Another very common misconception about gluten is that it’s just in grains. While, yes, gluten is typically found in wheat and other mainstays in the grain family, it is not synonymous with grain. Gluten is a component of grains and cereals. However, that does not mean that all grains or cereals contain gluten. For example, many kinds of grains don’t even include a molecule of gluten. Which gets to the heart of the question what is gluten. If grains can exist without gluten then, by definition, gluten cannot be grain! For instance amaranth, oats (though there is some controversy about this), buck wheat, and soybeans are all gluten free foods.
So if gluten is not grain then just what is gluten? Gluten is made up of several defining characteristics. For example, gluten has insolubility to water meaning it will not dissolve when placed in some good, old fashioned H20. It can, on the other hand, be expunged from grain, (and this is a unique characteristic that defines gluten) by kneading your base dough stringently. Though, to be honest, this can be a controversial topic and for many with a gluten intolerance or gluten sensitivity it is the best practice to abstain from consuming gluten containing foods.
Let’s go further and look at some of the defining characteristics of gluten in bread, the food it is most often associated with. Bread of course has many unique characteristics and it is the gluten within it that actually causes a great many of these traits.
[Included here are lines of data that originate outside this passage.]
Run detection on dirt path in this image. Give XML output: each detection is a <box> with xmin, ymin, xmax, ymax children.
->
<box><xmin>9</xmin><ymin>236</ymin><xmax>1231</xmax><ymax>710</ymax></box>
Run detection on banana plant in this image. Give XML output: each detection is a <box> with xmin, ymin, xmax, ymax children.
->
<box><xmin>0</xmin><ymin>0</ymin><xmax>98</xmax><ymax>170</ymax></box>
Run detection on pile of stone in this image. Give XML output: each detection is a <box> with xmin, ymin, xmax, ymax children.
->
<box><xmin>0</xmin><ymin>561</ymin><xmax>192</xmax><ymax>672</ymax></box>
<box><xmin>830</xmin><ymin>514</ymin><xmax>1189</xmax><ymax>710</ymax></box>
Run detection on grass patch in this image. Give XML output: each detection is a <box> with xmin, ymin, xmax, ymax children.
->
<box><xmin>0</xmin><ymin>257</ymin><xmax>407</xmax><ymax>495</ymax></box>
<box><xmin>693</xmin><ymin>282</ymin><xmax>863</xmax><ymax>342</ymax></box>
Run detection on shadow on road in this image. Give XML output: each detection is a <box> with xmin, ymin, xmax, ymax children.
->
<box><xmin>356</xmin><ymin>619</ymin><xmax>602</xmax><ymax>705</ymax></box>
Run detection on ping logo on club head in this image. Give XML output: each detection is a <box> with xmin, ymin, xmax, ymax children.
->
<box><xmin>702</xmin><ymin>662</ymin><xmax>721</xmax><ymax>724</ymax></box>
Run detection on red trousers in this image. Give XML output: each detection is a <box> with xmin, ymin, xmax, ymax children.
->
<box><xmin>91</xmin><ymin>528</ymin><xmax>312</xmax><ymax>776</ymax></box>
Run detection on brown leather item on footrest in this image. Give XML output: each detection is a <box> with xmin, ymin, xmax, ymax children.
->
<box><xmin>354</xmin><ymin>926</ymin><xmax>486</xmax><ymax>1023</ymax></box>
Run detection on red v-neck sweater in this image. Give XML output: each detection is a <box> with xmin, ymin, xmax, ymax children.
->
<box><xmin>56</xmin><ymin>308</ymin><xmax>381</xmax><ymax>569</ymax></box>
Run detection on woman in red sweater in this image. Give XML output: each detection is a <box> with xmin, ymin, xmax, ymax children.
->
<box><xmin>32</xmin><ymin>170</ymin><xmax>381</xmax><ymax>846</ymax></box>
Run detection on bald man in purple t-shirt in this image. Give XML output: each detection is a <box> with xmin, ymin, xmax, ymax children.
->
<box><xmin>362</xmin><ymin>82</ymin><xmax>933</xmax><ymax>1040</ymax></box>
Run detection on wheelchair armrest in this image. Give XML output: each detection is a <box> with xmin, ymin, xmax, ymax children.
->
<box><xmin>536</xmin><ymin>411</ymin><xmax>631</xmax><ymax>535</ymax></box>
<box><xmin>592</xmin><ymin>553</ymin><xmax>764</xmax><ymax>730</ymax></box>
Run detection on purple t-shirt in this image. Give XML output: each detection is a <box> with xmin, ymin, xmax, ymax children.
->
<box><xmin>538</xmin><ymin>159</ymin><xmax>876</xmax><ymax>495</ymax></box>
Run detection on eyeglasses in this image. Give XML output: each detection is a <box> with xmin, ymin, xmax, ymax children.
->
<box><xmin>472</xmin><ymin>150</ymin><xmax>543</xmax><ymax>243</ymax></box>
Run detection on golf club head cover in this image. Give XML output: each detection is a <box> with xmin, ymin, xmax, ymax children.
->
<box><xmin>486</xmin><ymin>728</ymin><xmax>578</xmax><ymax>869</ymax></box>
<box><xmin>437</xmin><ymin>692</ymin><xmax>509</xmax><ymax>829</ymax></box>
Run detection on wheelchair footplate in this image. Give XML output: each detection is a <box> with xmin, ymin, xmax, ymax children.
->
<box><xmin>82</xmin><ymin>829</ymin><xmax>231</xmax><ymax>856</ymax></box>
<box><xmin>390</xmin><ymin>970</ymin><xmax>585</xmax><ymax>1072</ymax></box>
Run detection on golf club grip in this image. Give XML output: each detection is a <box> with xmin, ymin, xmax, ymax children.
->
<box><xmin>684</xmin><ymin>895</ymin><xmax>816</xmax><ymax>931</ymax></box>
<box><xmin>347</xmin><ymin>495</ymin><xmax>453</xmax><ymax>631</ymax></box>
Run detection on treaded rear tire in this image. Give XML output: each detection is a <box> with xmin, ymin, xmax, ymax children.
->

For instance, it is gluten that gives bread the bendy, chewy composition that we are all so familiar with. Due to this, bread that has been depleted of gluten tends to revert to a puddy-like, sticky glob of goo as it is gluten which gives it its shape.
Gluten is also tough. (You might say it makes a tough cookie!). Because of gluten, certain bread items like pizza dough or bagels have a dense, chewy composition. This is in fact somewhat related to the characteristics of gluten that we mentioned above and is one of the reasons why people with gluten sensitivity have difficulty digesting it and need to stick to gluten free foods.
Another trait of gluten is the fact that it will retain gases in the baking process. Simply put this is why bread rises. It is because of gluten! And, again, this is one reason why people with a gluten allergy will be best served by sticking to gluten free foods.
However, do not think that the question has been answered sufficiently for there are other characteristics of gluten as well. Gluten is also responsible for the staling of bread and we all know what that looks like! Additionally, gluten promotes absorption so foods containing gluten are able to soak up fluid. Because of gluten, bread, for instance, is very absorbent. This quality allows gluten to function as an imitation meat and is therefore popular with many vegetarians. Due to this those individuals who maintain a gluten-free diet due to gluten sensitivity will often avoid “fake” meat and other imitations.
Between 0% and 1% of the United States population suffers from celiac disease. Celiac disease is quite serious as it results in abnormal immune responses to gluten. Due to this people with celiac disease must maintain 100% gluten free diets. This makes eating a bit more challenging for this minority or people who have the most severe gluten allergy. Note that you can be gluten intolerant or have a gluten allergy without actually having celiac disease so please, if you can not properly digest gluten, do not jump to the conclusion that you must have this disease. Only a doctor or geneticist can make that determination.
Now, we have reached the conclusion of this article. A lot of information has been imparted and I think we have had a fun time with it as well. Naturally, gluten intolerance and gluten allergy are not laughing matters but we need to approach all topics with a certain levity I do believe. The main point is that we have gone a long way in answering the question that we started with.